Em protesto junino, estudantes promovem “casamento na roça” de Mônica Pinto e Domingos Juvenil em frente à Alepa

16/jun/2011, 20h57

Uma quadrilha junina com o povo na roça assistindo o casamento de Mônica Pinto e Domingos Juvenil. Esse será o enredo do protesto que estudantes da Uepa e da UFPA promovem nesta quinta-feira, 16, a partir das 10 horas, em frente à Assembleia Legislativa do Pará (Alepa). A manifestação irreverente é a forma que os estudantes encontraram para denunciar o esquema de corrupção na Alepa e exigir a punição dos envolvidos nas fraudes.

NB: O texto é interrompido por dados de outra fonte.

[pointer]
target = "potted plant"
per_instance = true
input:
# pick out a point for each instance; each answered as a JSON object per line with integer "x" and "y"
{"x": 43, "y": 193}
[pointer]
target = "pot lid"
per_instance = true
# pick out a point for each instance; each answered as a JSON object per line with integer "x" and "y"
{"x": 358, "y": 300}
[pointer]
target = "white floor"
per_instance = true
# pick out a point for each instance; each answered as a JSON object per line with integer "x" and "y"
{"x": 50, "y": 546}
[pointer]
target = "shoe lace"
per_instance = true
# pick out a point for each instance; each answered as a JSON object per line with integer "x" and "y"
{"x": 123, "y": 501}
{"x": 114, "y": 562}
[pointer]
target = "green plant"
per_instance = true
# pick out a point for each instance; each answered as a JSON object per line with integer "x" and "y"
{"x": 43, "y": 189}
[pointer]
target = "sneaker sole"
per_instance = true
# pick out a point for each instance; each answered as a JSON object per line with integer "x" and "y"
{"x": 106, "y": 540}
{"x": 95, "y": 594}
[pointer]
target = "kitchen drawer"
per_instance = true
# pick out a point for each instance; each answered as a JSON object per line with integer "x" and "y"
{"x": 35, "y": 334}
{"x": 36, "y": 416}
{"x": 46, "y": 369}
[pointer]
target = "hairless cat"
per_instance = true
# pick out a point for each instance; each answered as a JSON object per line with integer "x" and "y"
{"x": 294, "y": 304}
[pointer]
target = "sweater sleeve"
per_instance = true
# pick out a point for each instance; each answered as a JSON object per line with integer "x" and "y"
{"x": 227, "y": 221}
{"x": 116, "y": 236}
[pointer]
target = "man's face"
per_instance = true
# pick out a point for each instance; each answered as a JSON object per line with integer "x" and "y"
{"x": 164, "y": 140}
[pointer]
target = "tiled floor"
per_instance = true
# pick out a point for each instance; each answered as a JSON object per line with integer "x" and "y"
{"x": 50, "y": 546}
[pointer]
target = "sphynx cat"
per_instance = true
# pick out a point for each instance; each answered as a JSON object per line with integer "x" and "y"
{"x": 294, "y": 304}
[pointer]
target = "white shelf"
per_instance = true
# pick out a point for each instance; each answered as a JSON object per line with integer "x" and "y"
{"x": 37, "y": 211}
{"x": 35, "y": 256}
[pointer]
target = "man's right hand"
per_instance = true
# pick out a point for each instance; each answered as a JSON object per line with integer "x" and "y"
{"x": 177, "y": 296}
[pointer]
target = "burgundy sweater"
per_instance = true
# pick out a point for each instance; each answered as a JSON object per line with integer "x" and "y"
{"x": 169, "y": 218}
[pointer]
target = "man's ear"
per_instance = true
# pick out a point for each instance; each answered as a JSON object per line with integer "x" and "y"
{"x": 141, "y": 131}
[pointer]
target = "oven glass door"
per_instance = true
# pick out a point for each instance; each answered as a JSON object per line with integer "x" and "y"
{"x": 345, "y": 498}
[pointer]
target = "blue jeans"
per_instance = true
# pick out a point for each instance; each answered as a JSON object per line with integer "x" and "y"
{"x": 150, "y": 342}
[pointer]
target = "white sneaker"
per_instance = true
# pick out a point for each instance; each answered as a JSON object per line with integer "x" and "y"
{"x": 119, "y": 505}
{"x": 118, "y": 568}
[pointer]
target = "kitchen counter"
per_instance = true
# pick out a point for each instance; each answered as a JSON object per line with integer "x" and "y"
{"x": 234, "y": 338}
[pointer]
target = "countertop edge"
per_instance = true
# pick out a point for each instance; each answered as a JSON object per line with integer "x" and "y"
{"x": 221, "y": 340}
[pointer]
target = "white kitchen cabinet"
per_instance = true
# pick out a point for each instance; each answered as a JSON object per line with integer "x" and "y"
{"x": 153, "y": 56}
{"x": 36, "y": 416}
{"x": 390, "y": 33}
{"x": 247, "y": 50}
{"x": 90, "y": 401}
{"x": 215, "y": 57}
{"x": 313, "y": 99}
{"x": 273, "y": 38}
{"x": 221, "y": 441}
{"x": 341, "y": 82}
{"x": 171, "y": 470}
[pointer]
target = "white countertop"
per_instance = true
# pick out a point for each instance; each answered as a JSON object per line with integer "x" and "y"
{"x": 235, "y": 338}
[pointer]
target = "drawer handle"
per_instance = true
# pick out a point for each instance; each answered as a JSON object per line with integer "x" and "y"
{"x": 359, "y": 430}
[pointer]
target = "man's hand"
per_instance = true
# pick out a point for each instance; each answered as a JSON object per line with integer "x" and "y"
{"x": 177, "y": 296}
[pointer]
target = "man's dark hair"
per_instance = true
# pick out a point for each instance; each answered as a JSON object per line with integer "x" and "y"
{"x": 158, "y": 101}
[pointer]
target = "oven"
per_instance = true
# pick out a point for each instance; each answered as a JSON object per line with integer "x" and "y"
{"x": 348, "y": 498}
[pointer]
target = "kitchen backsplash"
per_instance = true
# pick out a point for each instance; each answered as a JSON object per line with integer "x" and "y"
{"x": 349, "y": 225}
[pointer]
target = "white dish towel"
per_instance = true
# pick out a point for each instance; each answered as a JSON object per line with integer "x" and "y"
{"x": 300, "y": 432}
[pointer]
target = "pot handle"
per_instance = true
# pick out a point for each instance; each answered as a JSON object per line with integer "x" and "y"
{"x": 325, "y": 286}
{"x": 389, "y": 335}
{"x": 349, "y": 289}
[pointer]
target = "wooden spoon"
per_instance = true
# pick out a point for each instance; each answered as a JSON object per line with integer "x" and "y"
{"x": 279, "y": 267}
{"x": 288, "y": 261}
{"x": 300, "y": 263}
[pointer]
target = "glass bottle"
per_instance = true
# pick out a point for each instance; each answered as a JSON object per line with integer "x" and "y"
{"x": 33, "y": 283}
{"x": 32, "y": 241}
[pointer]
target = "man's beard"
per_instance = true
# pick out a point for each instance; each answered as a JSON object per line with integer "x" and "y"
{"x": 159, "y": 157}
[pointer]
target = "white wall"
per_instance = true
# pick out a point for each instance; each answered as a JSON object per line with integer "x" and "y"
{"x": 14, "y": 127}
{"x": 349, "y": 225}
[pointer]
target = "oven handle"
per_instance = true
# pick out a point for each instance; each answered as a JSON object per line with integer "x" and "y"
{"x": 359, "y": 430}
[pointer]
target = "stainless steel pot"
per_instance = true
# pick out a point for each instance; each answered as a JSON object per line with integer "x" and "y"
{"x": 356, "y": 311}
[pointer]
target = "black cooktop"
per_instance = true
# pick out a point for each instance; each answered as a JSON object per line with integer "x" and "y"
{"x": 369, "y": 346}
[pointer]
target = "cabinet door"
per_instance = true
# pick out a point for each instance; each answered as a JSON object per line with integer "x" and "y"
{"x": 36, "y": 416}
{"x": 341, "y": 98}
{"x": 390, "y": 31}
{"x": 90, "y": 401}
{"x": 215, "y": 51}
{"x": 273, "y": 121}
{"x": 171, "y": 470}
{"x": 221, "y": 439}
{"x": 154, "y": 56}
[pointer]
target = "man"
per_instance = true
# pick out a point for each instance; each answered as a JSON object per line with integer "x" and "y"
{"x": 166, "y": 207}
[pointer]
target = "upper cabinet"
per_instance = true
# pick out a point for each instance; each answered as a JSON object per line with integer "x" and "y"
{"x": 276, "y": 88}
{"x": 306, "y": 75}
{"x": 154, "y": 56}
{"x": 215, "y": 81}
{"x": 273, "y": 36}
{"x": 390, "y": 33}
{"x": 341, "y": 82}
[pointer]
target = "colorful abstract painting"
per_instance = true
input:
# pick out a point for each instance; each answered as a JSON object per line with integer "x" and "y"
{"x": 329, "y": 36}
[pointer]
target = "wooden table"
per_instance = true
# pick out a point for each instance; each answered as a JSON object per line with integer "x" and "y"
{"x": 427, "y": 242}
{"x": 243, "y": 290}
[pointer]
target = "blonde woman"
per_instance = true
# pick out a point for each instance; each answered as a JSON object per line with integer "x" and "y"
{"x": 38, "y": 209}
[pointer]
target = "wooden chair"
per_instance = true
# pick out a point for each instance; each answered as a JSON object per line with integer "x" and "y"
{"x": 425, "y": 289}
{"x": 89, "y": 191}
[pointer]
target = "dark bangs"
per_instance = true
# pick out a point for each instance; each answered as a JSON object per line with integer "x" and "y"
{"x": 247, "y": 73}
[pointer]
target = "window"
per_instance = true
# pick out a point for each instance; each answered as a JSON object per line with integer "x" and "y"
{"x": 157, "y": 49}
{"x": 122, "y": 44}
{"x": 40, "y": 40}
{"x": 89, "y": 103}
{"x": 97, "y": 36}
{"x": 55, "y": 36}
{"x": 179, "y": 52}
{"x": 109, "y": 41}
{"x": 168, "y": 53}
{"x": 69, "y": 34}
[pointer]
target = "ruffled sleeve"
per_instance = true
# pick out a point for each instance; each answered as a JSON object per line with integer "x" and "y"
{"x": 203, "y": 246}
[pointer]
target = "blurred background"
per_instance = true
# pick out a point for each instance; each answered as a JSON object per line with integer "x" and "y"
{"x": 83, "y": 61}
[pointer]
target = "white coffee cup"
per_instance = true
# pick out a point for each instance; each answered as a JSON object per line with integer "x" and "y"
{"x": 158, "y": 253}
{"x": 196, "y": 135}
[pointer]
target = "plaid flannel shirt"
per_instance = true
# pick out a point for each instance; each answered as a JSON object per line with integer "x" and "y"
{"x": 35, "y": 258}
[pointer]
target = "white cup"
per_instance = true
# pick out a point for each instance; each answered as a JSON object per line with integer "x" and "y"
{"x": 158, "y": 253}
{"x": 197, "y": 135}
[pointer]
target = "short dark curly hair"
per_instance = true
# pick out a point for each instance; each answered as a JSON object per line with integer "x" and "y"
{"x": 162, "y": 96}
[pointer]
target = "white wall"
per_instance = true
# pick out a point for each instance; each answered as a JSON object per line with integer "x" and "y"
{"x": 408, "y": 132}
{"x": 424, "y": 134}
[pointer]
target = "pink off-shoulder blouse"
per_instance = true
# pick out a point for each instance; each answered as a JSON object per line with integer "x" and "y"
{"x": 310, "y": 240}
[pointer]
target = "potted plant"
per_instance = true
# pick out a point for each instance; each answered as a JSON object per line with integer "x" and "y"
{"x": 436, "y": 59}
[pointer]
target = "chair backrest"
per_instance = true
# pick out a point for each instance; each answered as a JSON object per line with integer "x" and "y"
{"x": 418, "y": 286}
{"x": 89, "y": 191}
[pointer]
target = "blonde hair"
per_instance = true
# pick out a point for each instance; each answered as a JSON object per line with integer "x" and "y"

Se na vida real, os principais responsáveis pelo esquema de corrupção ainda não foram presos, no protesto estudantil, a festa junina encerrará quando manifestantes vestidos de policiais prenderem toda a quadrilha em pleno “casamento na roça” da ex-chefa da seção de pagamento da Alepa com o ex-presidente do Legislativo Estadual. “Com bom-humor, queremos chamar a atenção da população paraense de que precisamos intensificar a pressão para que o pedido de CPI seja aprovado e que os corruptos fiquem na cadeia”, afirma o estudante da UFPA e coordenador do movimento Juventude em Luta (Juntos), Anderson Castro.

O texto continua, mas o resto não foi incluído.